A Simple React Frontend on top of a Tornado Backend

Background

  • Introduction:
    • React is a JavaScript library developed by Facebook for building fast and interactive user interfaces (UIs) for web and mobile applications.
    • It follows a component-based architecture, enabling developers to build reusable UI components.
  • React for Frontend Development:
    • Ideal for dynamic and interactive UIs, such as dashboards or real-time data visualizations.
    • Suitable for building Single Page Applications (SPAs), where content updates dynamically without full page reloads.
  • Integration with Backends:
    • Communicates with backends (e.g., Tornado) via APIs like REST or GraphQL.
    • Use libraries like Axios or Fetch for data fetching.

Resources

  • There is a wealth of resources about React!
  • Selected interesting resources for learning/referencing React:
  • There are even more resources for projects, reusable components, etc.
  • Notes on syntax:
    • React is based on JavaScript, so the JavaScript syntax can be used, but it is cumbersome.
    • It is more common to use JSX (JavaScript XML) or TypeScript.

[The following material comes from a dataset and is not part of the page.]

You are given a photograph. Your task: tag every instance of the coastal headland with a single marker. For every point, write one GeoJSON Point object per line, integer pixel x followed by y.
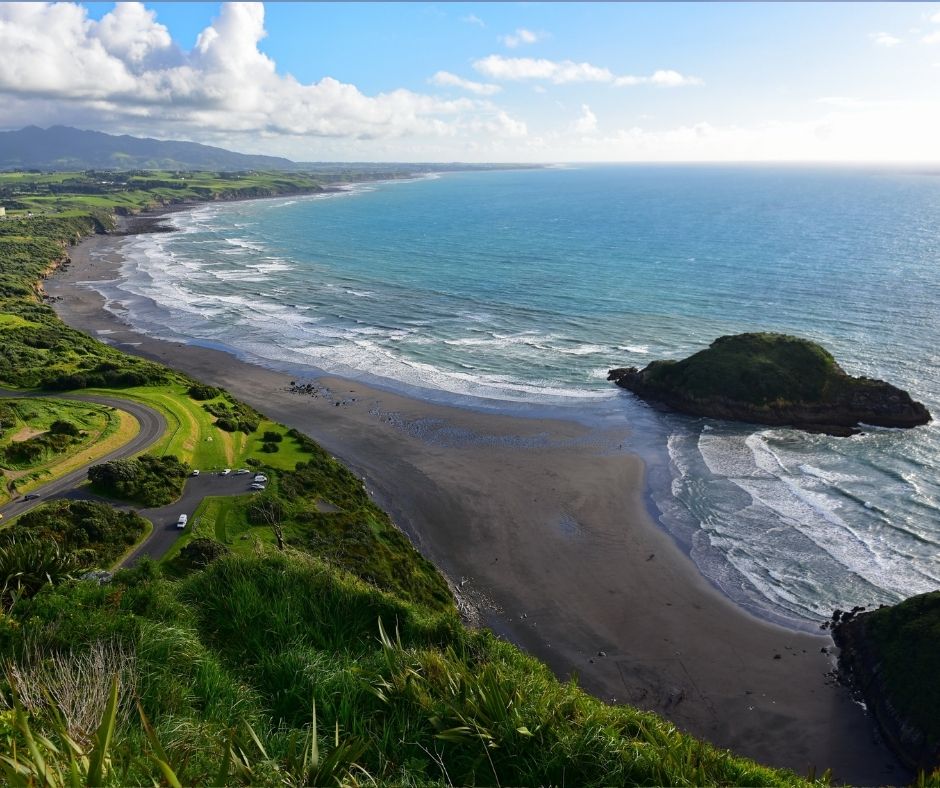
{"type": "Point", "coordinates": [542, 528]}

React App Development Visualization

graph TD
    index.html --> index.js
    index.js --> App.js
    App.js --> ComponentA.js
    App.js --> ComponentB.js
    ComponentA.js --> styles.css
    ComponentB.js --> api.js

    index.html["index.html
Entry point, mounts React app"] index.js["index.js
ReactDOM renders App.js"] App.js["App.js
Root Component"] ComponentA.js["ComponentA.js
A sub-component"] ComponentB.js["ComponentB.js
Another sub-component"] styles.css["styles.css
CSS for ComponentA"] api.js["api.js
Handles API calls"] subgraph "Public Folder" index.html end subgraph "Src Folder" index.js App.js ComponentA.js ComponentB.js styles.css api.js end

Development and Deployment

  1. Development:
    • Set up the project using tools like create-react-app or Vite.
    • Write components using JSX or TypeScript.
    • Test locally with npm start (serves the app on localhost:3000).
  2. Build:
    • Run npm run build to create a production-optimized bundle (static HTML/CSS/JS in build/).
  3. Deployment
    • Serve the production-optimized bunlde e.g. via nginx in
      • /data/www
      • /usr/share/nginx/html

Development with create-react-app

Create React App (CRA):

  • Tool provided by the React team to quickly scaffold a new React project.
  • Includes pre-configured Webpack, Babel, ESLint, and testing setup.
  • Use: npx create-react-app my-app
    • 🙂 Good for beginners, stable, batteries-included.
    • 😐 Slow dev server and build times.
    • 😐 Lacks support for modern tooling (e.g., Vite, ES modules, SSR).

More Modern Alternatives:

  • Vite (recommended)
    • Great DX (developer experience).
    • React template: npm create vite@latest my-app – –template react
  • Next.js
    • Full-stack React framework.
    • Best for production apps with routing, SEO, etc.

Containerization

Development

  • Each component runs in its own Docker container:
    • React frontend with live-reload dev server
    • Tornado backend (Python)
    • PostgreSQL database
  • All services communicate over a shared Docker network
  • The backend connects directly to the database container
  • Hot-reloading enables fast development and testing

Deployment

  • React app is built into static files and served as static files
  • Containers:
    • Tornado backend
    • PostgreSQL database
    • (Optional) Add a reverse proxy:
      • Use Nginx to route requests between users and backend services
      • Improves performance, SSL termination, and routing flexibility

Visualization

graph TD
    subgraph Docker-Compose
        ReactDev["⚛️ React Dev Server (Port 3000)"]
        TornadoDev["🌀 Tornado Backend (Port 8888)"]
        PostgreSQL["🐘 PostgreSQL DB (Port 5432)"]
    end

    User["👤 Developer"] -->|Opens Browser| ReactDev
    ReactDev -->|API calls| TornadoDev
    TornadoDev -->|Queries| PostgreSQL

References

Dory, M., Parrish, A., & Berg, B. (2012). Introduction to tornado: Modern web applications with python. O’Reilly Media.